Not that the company wishes to go too far towards accepting Indigenous Peoples’ rights. Marius Kloppers explained that accepting the right to Free Prior Informed Consent as envisaged in the UN Declaration on the Rights of Indigenous Peoples could violate the terms of company leases if it conflicted with national governments’ views on Indigenous rights. The company believes only national governments have the right to decide on mineral development.
Siti Maimunah of JATAM, the Indonesian mining advocacy network, drew attention to the destructive impacts of existing opencast coal mining in Kalimantan (Borneo) and called for BHP Billiton to cancel its plans to begin coal mining in Central Kalimantan. She accused the company of trying to change the boundaries of protected forests to enable it to mine in areas currently off-limits. Both Nasser and Kloppers assured her that the company had not attempted to change the boundaries of protected forest areas and that the company would not begin opencast mining within protected forests.
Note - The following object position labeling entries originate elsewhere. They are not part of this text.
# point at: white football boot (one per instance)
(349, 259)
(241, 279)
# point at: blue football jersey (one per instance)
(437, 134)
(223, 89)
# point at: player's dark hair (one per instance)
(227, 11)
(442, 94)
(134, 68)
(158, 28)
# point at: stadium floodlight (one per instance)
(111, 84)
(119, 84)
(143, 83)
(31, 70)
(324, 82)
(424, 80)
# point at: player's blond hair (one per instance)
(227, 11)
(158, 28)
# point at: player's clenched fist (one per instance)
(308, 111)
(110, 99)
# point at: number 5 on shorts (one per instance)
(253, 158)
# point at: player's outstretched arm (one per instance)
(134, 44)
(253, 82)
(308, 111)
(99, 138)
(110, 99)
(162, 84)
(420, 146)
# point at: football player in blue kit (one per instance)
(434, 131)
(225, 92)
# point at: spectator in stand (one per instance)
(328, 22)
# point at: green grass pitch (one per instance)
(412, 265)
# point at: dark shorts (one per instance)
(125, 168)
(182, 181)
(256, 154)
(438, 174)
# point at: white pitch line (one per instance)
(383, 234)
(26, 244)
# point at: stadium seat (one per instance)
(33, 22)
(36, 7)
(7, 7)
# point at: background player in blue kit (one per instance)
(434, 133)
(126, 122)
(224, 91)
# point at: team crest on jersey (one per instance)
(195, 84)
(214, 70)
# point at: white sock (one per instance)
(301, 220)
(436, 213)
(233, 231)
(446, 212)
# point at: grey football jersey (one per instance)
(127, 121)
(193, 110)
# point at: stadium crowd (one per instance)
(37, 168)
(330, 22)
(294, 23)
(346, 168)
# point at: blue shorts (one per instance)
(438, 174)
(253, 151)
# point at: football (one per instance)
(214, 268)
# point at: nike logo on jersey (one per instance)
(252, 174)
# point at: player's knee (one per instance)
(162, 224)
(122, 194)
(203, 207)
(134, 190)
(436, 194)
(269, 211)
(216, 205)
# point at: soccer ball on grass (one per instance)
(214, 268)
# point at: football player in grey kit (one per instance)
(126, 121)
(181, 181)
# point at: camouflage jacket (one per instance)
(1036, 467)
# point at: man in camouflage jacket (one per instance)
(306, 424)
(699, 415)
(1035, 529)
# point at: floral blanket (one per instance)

Siti Maimunah accused the company of allowing its subsidiaries to continue exploring in an area where permission had been withdrawn. Marius Kloppers said that he was unaware of this; Siti Maimunah pointed out that the Indonesian Department for Forestry had made the information public in March 2009.
What the company would not do was commit to pulling out of Kalimantan: it refuses to take no for an answer.
Communities removed for mine expansion around the company’s 33% owned Cerrejon Coal mine in Colombia complained of the continuing slow pace of progress in implementing relocation agreements. The mine workers’ union sent a statement in which it said that an increasing number of workers are suffering work-related illnesses and the company is failing to assist them adequately, while the six thousand sub-contracted workers at the mine are denied union rights. Jac Nasser said the company would investigate the complaints and continue to work with Cerrejon Coal to improve its performance.
Questioned on the company’s plans to buy Potash Corporation of Saskatchewan, Jac Nasser claimed it was too early in the negotiations to comment and so pleaded ignorance of the details of Potash Corp’s involvement in phosphates mining in Moroccan-occupied Western Sahara. Ken Ritchie of the Western Sahara Campaign pointed out that buying phosphates from an illegally occupied country is itself against international law and would be in violation of United Nations resolutions. Nasser said that the company was still conducting its ‘due diligence’ on Potash Corp and would avoid violating its own business principles.
BHP Billiton sees itself as indispensable to the prosperity of the world. Millions of the world’s poor are apparently relying on it to help them embrace the urbanised life of high consumption which it believes to be their destiny. Those who have a different view – like Indigenous communities in Kalimantan or small farmers in Colombia – have to be moved out of the way. BHP Billiton plans to continue mining, burning and irradiating its way towards a vision of the future that its board finds inspiring and which many of its critics reject as apocalyptic.